Understanding pLI and Missense Z Scores in gnomAD
The calculation of pLI (probability of being loss-of-function intolerant) and Missense Z scores in the gnomAD (Genome Aggregation Database) is a critical component of understanding genetic variation and its potential impact on human health. These metrics are employed to gauge a gene's sensitivity to different types of mutations, namely loss-of-function (LoF) and missense mutations.
The pLI score is particularly focused on evaluating a gene's tolerance to LoF mutations, which are changes in the DNA sequence that are expected to disrupt the gene's function.

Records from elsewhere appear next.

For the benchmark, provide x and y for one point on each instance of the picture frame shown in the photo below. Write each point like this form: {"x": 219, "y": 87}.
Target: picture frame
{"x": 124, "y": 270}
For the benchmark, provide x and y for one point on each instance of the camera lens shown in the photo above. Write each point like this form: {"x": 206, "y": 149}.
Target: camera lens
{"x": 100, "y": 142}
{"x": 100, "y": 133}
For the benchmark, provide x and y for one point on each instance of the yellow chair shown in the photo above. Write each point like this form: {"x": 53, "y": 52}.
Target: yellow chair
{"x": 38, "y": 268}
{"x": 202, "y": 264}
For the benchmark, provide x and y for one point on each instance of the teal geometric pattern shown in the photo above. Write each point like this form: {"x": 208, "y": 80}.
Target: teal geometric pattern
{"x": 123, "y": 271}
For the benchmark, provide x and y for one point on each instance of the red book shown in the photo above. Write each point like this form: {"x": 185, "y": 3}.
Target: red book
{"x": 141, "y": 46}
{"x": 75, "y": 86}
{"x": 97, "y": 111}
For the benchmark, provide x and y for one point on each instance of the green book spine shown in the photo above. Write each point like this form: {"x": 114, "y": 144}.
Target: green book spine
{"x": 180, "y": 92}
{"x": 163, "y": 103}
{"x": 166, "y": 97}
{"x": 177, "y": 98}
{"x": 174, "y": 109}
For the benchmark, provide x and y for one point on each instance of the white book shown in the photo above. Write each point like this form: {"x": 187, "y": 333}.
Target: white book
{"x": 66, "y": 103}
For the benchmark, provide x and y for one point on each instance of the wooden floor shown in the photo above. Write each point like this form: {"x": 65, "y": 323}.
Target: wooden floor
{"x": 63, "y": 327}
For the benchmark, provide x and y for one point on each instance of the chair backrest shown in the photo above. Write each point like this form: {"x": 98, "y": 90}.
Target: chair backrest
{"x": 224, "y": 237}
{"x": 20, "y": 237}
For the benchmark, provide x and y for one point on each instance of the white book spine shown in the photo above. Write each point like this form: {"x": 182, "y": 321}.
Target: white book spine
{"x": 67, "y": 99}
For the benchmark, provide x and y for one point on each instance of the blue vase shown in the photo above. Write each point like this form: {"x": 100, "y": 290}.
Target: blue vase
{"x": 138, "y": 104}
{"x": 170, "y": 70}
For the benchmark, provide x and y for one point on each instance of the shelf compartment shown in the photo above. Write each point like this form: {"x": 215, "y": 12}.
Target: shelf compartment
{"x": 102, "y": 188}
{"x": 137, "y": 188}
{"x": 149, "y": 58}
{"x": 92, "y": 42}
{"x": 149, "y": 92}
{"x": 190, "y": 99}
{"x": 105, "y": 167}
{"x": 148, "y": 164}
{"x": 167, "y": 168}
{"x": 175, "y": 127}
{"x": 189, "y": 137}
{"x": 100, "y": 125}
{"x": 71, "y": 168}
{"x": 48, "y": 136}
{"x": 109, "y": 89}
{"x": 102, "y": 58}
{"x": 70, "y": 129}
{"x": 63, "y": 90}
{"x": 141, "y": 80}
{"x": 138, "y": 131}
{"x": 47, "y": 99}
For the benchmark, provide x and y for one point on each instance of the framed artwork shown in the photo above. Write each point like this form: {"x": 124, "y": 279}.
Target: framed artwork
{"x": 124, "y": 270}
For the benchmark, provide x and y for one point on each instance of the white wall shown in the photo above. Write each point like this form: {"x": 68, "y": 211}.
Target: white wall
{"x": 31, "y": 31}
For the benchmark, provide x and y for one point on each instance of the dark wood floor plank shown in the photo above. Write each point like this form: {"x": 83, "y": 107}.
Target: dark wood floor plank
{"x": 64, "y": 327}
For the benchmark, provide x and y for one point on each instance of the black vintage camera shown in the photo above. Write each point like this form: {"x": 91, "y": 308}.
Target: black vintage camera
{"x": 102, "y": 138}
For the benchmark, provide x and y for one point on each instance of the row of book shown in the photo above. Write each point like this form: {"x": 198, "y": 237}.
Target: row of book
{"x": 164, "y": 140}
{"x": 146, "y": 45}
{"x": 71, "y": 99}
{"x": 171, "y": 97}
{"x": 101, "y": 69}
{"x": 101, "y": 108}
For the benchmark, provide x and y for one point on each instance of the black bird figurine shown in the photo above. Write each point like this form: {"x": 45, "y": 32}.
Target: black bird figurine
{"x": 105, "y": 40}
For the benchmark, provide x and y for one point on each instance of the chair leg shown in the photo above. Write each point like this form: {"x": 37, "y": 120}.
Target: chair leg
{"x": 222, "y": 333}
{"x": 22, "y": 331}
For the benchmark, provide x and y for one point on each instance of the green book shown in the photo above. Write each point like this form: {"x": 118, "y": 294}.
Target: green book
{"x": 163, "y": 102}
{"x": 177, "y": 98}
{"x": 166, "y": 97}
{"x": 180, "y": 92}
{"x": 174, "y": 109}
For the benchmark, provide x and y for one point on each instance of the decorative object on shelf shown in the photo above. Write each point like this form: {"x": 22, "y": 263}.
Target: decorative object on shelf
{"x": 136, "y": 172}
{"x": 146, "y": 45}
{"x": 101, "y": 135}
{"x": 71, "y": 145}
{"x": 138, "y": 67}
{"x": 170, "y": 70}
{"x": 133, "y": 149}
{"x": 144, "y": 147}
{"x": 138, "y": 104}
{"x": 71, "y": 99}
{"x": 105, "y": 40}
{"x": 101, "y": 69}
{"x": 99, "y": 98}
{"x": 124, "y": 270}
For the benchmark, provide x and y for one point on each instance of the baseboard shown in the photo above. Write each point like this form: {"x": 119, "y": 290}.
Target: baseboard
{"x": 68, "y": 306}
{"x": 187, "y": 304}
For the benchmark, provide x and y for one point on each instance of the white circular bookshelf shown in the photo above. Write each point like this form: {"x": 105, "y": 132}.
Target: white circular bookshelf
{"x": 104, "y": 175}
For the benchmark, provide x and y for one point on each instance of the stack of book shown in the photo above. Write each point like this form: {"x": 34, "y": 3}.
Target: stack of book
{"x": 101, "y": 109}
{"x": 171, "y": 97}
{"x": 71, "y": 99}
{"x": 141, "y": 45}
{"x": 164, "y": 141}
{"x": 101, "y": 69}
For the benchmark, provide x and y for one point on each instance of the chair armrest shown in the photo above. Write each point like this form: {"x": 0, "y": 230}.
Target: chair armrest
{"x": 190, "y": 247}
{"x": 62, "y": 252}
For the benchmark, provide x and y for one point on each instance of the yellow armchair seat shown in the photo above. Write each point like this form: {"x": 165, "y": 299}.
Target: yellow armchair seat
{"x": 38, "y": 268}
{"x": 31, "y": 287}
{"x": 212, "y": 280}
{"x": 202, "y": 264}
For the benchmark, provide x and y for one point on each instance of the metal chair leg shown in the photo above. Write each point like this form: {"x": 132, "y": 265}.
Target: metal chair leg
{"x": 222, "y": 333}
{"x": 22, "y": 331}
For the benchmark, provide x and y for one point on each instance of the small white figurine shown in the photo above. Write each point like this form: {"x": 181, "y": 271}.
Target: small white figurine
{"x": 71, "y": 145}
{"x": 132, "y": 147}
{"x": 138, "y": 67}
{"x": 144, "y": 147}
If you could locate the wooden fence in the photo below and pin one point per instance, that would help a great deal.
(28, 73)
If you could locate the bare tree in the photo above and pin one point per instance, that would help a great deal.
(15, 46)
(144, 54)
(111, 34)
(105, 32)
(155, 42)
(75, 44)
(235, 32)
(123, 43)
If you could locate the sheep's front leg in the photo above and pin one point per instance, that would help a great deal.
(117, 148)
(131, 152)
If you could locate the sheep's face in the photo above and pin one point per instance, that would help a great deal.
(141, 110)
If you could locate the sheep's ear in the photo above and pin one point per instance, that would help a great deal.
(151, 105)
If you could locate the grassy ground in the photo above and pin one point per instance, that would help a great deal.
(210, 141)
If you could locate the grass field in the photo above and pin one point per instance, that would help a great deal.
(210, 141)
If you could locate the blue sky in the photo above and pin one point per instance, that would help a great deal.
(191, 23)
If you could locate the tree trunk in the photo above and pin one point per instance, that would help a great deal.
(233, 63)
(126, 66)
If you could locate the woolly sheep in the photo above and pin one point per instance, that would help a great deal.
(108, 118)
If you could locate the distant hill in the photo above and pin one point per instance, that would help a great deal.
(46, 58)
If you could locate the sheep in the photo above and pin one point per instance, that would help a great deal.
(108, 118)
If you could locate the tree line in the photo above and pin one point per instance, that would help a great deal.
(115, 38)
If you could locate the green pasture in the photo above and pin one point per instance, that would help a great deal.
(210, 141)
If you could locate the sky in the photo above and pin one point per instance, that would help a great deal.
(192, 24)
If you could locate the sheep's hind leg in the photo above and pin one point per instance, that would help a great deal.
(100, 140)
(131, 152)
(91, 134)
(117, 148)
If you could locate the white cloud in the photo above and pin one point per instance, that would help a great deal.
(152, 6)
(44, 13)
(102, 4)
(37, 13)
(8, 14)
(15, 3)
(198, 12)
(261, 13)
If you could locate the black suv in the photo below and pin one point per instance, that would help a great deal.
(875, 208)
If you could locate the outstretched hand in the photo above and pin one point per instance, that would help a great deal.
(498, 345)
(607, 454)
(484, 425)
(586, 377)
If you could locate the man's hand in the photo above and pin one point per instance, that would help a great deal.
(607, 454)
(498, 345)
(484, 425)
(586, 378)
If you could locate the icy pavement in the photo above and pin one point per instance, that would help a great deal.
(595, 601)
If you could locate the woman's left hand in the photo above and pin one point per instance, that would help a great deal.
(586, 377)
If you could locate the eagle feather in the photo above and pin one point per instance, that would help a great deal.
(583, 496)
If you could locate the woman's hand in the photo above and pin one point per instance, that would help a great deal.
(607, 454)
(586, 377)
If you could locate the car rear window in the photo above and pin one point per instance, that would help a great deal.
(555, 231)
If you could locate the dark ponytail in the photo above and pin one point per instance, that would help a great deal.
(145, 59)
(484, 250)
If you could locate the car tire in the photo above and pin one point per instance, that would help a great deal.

It uses an expectation-maximization algorithm to estimate the probability that a gene is intolerant to LoF variations based on observed and expected variant counts. A gene with a high pLI score is deemed intolerant to LoF mutations, suggesting that such mutations are likely deleterious and could lead to disease. This score is crucial for distinguishing genes that, when mutated, could lead to severe phenotypes due to haploinsufficiency, where a single functional copy of the gene is not sufficient for normal function.
On the other hand, the Missense Z score quantifies a gene's intolerance to missense mutations, which are changes in the DNA sequence that result in the substitution of one amino acid for another in the protein product. This score is derived by comparing the observed count of missense variants to an expected count based on a statistical model that accounts for the mutation spectrum. A positive Z score indicates fewer variants observed than expected, suggesting increased constraint and intolerance to variation, while a negative Z score suggests that a gene has more variants than expected, indicating tolerance to variation.
Furthermore, the introduction of 3D mutational constraint quantification, as detailed in a study published in Nature Communications, adds another layer of complexity and accuracy to understanding genetic variation. This approach involves mapping single nucleotide variants (SNVs) from gnomAD to human reference protein sequences and their 3D structures, thereby identifying the impact of mutations in the context of protein folding and function. By quantifying the constraint on amino acid sites in this manner, researchers can better understand the structural and functional implications of missense variants, providing insights into how mutations affect protein stability and activity. This method highlights the importance of considering the 3D spatial context of amino acid residues, revealing that long-range interactions in the protein structure can significantly influence the effect of mutations.
Together, these metrics provide a comprehensive view of the genetic constraint and offer valuable insights into the functional impact of genetic variation. They are instrumental in identifying genes that are crucial for normal biological functions and are sensitive to mutations, which can inform studies on genetic diseases, evolutionary biology, and the development of therapeutic strategies.
Reference:
Fuller, Z. L., Berg, J. J., Mostafavi, H., Sella, G., & Przeworski, M. (2019). Measuring intolerance to mutation in human genetics. Nature Genetics, 51(5), 772-776.
Koch, L. (2020). Exploring human genomic diversity with gnomAD. Nature Reviews Genetics, 21(8), 448-448.
Karczewski, K. J., Francioli, L. C., Tiao, G., Cummings, B. B., Alföldi, J., Wang, Q., ... & MacArthur, D. G. (2020). The mutational constraint spectrum quantified from variation in 141,456 humans. Nature, 581(7809), 434-443.
Li, B., Roden, D. M., & Capra, J. A. (2022). The 3D mutational constraint on amino acid sites in the human proteome. Nature communications, 13(1), 3273.